This study aims to examine the impacts of climate change (CC), measured average annual rainfall, average annual temperature and carbon dioxide (CO2e) on cereal production (CPD) in Bangladesh by using the annual dataset from 1988–2014, with the incorporation of cereal cropped area (CCA), financial development (FD), energy consumption (EC) and rural labor force as important determinants of CPD.

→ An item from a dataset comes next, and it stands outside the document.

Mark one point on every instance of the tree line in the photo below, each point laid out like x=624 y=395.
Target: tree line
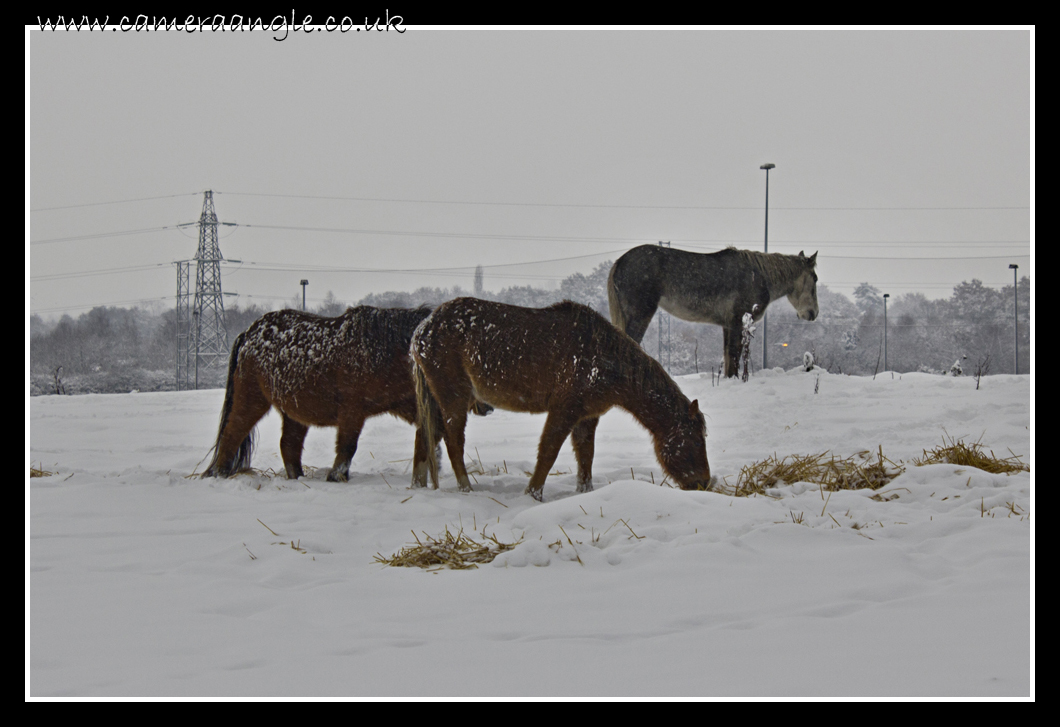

Design/methodology/approach

This study used an auto-regressive distributive lag (ARDL) model and several econometric approaches to validate the long- and short-term cointegration and the causality directions, respectively, of the scrutinized variables.

Findings

Results of the bounds testing approach confirmed the stable long-term connections among the underlying variables. The estimates of the ARDL model indicated that rainfall improves CPD in the short-and long-term. However, CO2e has a significantly negative impact on CPD both in the short-and long-term. Results further showed that temperature has an adverse effect on CPD in the short-term. Among other determinants, CCA, FD and EC have significantly positive impacts on CPD in both cases. The outcomes of Granger causality indicated that a significant two-way causal association is running from all variables to CPD except temperature and rainfall. The connection between CPD and temperature is unidirectional, showing that CPD is influenced by temperature. All other variables also have a valid and significant causal link among each other. Additionally, the findings of variance decomposition suggest that results are robust, and all these factors have a significant influence on CPD in Bangladesh.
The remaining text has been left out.